Setelah berkata demikian, Thio Kim San memacu kudanya. ia mendahului dan memimpin rombongannya menuju ke rumah itu. istrinya segera mengikuti dengan memacu kudanya pula, disusul oleh ke tiga anak-anak mereka yang berada di sebelah belakang.
Rumah yang berada di sebelah depan mereka sebenarnya bukan rumah tinggal seseorang, melainkan tempat penyimpanan padi yang kebenaran kosong tiada isinya, Pasti milik seorang berada, biasanya seorang kepala desa atau mungkin pula milik seorang Tuan tanah (okpa).
Ketika telah mendekati rumah itu, hujan terasa kian bertambah deras, Mereka tak menghiraukan derasnya hujan, sebaliknya yang mereka takuti justru adalah angin jahat yang menyusup ke dalam tubuh mereka.
Rumah yang ternyata merupakan tempat penyimpanan padi itu itu, berukuran kecil namun cukup bersih, Dindingnya yang dibuat dari bahan bambu cukup rapat, suatu tanda bahwa pemiliknya masih menggunakan tempat itu.

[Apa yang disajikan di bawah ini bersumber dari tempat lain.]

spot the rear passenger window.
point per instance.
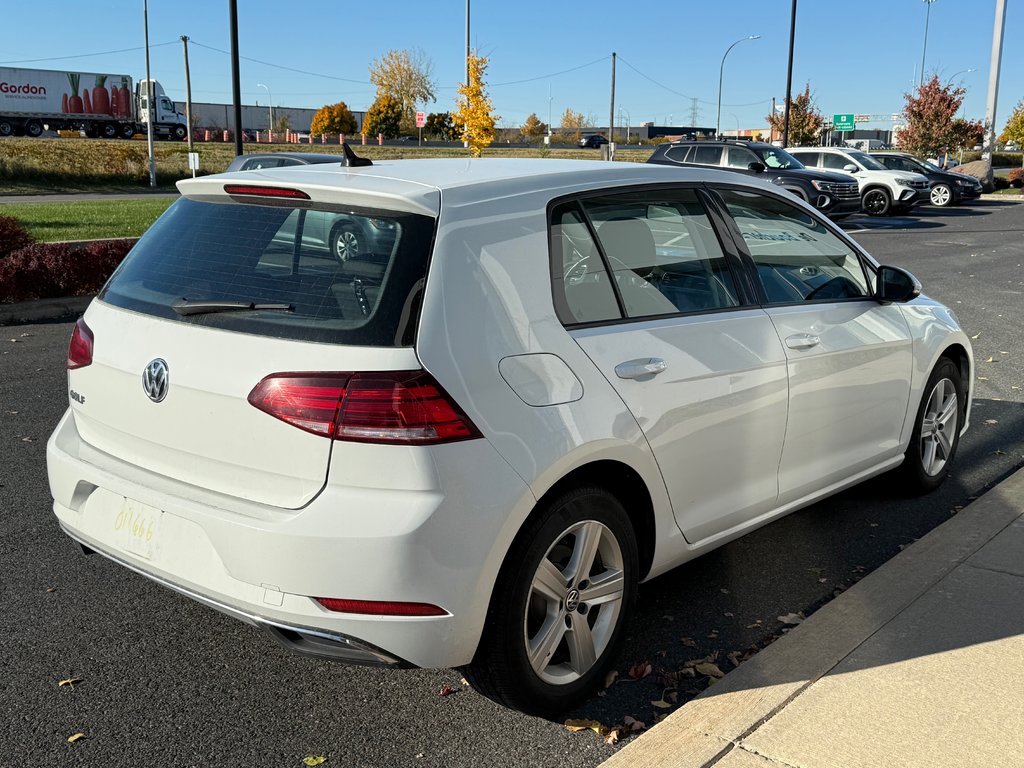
(334, 275)
(659, 250)
(582, 286)
(798, 259)
(677, 154)
(707, 155)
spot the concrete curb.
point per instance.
(43, 309)
(701, 732)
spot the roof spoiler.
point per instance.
(352, 160)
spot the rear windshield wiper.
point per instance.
(208, 306)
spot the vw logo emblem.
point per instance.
(572, 600)
(156, 380)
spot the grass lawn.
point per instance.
(87, 219)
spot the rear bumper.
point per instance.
(440, 544)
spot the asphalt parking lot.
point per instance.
(166, 682)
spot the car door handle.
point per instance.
(802, 341)
(639, 368)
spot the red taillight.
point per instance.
(395, 407)
(80, 349)
(265, 192)
(380, 607)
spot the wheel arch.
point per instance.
(624, 482)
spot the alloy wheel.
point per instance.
(576, 598)
(938, 427)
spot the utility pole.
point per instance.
(611, 113)
(788, 77)
(236, 78)
(993, 85)
(148, 97)
(184, 46)
(928, 15)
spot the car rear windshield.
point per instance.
(311, 272)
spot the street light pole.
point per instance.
(928, 15)
(269, 97)
(721, 71)
(148, 96)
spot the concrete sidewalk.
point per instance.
(920, 664)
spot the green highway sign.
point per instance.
(843, 122)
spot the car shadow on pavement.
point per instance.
(725, 606)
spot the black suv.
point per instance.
(947, 188)
(836, 195)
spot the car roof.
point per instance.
(416, 185)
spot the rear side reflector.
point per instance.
(265, 192)
(380, 607)
(80, 349)
(394, 407)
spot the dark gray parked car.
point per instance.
(948, 188)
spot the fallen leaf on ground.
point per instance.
(584, 725)
(640, 671)
(709, 669)
(633, 725)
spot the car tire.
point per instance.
(559, 606)
(941, 196)
(877, 202)
(346, 243)
(936, 429)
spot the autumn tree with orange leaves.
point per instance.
(475, 115)
(932, 124)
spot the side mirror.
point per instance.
(895, 285)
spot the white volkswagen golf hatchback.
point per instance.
(541, 383)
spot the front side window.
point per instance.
(741, 158)
(313, 273)
(836, 162)
(798, 259)
(808, 159)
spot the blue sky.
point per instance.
(858, 56)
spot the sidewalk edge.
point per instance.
(704, 730)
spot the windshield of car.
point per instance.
(774, 157)
(867, 161)
(312, 273)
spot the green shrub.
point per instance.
(12, 236)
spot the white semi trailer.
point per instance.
(99, 104)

Thio Kim San segera lompat turun dari kudanya, lalu mendekati istrinya hendak membantu turun, Akan tetapi istrinya malahan melompat turun dari sisi lainnya, sambiI bersenyum dan berkata:
"San-ko, tak usah kau terlalu memperhatikan aku, sebaiknya kau bantu anak kita, Siu Lan."

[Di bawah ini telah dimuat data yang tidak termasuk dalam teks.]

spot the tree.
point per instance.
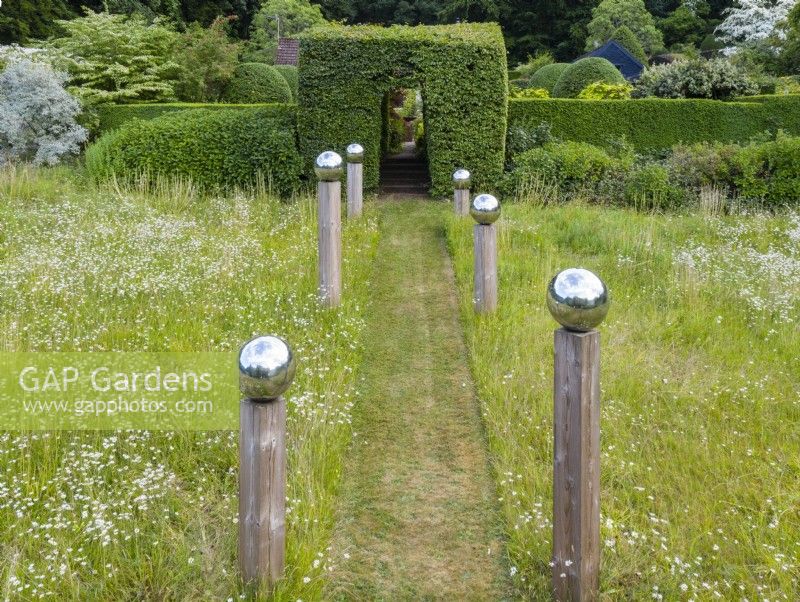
(24, 20)
(37, 116)
(753, 23)
(207, 59)
(294, 17)
(790, 50)
(611, 14)
(115, 58)
(686, 24)
(149, 9)
(625, 37)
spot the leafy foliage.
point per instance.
(603, 91)
(37, 116)
(547, 76)
(654, 124)
(257, 82)
(224, 148)
(207, 59)
(612, 14)
(295, 16)
(698, 78)
(346, 73)
(515, 92)
(752, 22)
(289, 73)
(627, 39)
(111, 117)
(114, 58)
(586, 71)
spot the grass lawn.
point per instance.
(135, 514)
(700, 396)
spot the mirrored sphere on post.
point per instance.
(485, 209)
(328, 166)
(578, 299)
(462, 179)
(266, 367)
(355, 153)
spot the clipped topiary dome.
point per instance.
(547, 76)
(583, 72)
(257, 83)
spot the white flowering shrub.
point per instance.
(37, 115)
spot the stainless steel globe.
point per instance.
(485, 209)
(578, 299)
(462, 179)
(266, 367)
(355, 153)
(328, 166)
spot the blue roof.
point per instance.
(619, 56)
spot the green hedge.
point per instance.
(289, 73)
(345, 72)
(257, 82)
(584, 72)
(113, 116)
(215, 149)
(657, 123)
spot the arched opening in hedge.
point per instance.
(346, 73)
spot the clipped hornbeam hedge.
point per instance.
(213, 148)
(345, 72)
(113, 116)
(657, 123)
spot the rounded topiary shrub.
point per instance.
(289, 73)
(583, 72)
(546, 77)
(257, 82)
(215, 149)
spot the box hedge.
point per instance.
(345, 73)
(584, 72)
(113, 116)
(656, 123)
(257, 82)
(215, 149)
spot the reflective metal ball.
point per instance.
(485, 209)
(355, 153)
(578, 299)
(462, 179)
(266, 367)
(328, 166)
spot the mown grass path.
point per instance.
(417, 520)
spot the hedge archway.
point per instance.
(345, 73)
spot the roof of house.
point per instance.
(618, 55)
(288, 51)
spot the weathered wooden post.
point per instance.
(328, 168)
(266, 369)
(355, 179)
(579, 301)
(462, 180)
(485, 209)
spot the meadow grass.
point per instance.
(700, 378)
(162, 267)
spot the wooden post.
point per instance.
(461, 201)
(330, 242)
(355, 180)
(262, 490)
(576, 468)
(266, 369)
(485, 294)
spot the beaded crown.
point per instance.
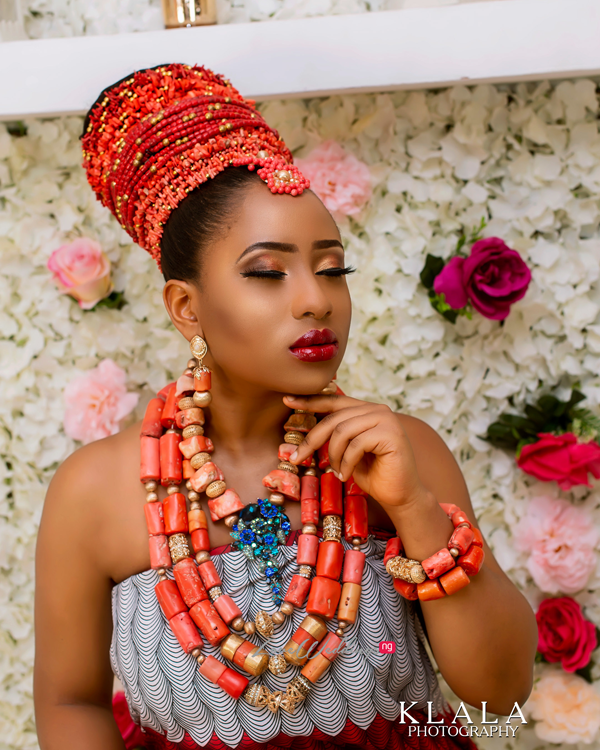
(155, 136)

Akan tetapi pada waktu itu Siu Lan telah melompat turun tanpa bantuan siapapun juga. ia bahkan lari menghampiri ibunya, ketika melihat ayahnya sedang mendekati si bungsu Sin Houw.
Thio Sin Houw belum genap sepuluh tahun umurnya, masih merupakan seorang bocah namun ikut menderita bersama ayah dan ibunya merantau dari satu tempat ke tempat lainnya, Kehidupan demikian membuat dirinya lekas masak dan berkepribadian, penuh, wajahnya tidak nampak sinar berseri, karena kegembiraan masa kanak-kanaknya lenyap sehingga ia lebih mirip dengan seorang pemuda tanggung yang hendak menanjak dewasa.

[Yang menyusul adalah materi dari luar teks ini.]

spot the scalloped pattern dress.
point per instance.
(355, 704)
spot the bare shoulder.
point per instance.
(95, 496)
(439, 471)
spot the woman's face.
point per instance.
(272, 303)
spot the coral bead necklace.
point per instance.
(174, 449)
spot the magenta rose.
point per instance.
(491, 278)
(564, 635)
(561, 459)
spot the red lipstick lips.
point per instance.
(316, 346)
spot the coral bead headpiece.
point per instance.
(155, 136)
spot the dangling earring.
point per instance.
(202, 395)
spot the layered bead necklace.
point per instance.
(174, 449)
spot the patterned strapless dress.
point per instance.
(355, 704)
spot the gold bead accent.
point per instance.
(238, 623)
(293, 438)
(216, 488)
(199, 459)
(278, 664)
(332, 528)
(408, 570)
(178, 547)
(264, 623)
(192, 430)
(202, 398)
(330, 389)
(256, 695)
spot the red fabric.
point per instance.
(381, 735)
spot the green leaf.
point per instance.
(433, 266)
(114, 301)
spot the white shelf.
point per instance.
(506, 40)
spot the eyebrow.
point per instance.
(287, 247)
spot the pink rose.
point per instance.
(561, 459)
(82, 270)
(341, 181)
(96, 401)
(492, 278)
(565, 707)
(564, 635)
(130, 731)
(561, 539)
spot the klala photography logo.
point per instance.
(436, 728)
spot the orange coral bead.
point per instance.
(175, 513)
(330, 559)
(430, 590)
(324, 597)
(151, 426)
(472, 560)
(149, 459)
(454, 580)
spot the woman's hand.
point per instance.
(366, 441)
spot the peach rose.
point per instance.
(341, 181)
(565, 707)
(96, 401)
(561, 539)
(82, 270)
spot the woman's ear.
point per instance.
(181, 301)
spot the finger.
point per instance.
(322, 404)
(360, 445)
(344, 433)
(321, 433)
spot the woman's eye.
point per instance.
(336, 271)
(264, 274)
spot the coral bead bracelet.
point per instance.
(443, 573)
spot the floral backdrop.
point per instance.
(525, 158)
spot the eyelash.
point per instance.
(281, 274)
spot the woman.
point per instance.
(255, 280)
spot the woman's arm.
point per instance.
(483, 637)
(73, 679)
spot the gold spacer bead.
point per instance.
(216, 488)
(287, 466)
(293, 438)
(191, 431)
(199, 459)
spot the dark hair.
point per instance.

Sementara itu Siu Lan telah ikut mendekati adiknya, Dengan sabar dan lembut ia berkata:
"Sin Houw, kau sedang memikirkan apa? Lihatlah, hujan kian deras."
Seperti orang yang tersentak, Sin Houw mengawasi kakak perempuannya, lalu ia menerima uluran tangan sang kakak sambil perlihatkan sedikit senyumnya, sahutnya ringan:
"Apa yang kupikirkan? Bukankah ayah hendak beristirahat?"
Siu Lan tertawa sedih. Katanya sekedar penghibur diri: "Benar, Kuda kita sudah lelah, Sehari semalam kita berlari-
lari terus tiada hentinya. Kitapun agaknya perlu beristirahat juga."
Sambil berkata demikian, Siu Lan mengamat-amati adiknya. Adik ini sudah setinggi pundaknya, Dahulu, dia masih perlu didukung secara bergantian Kini sudah mirip seorang pemuda tanggung.
Sementara itu Sin Houw juga sedang menatap wajah kakaknya. Seperti berjanji, iapun sedang menaksir-naksir tinggi badannya, Lalu berkata: "Cici, Satu atau dua tahun lagi, tinggi tubuhku akan melampaui tinggimu."
Siu Lan tertawa tawar. Sahutnya:
"Benar, adikku. Kau akan lebih tinggi dari aku. Setiap matahari terbit di langit, tinggi tubuhmu selalu bertambah dan bertambah, jangan jangan tinggi tubuhmu kelak akan sama seperti Kwan Kong!"
Sin Houw ikut tertawa, sementara kakaknya yang lelaki, Sin Han, ikut mendekati Dia seorang pemuda berusia mendekati duapuluh tahun. Dengan tiba-tiba ia menyambar tali kendali kuda Sin Houw, sambil menyertai tawa ramah ia berkata:
"Hey! Apakah kalian hendak mandi hujan? Beristirahatlah bersama ayah dan ibu, mereka telah berada di dalam sedang menyalakan api."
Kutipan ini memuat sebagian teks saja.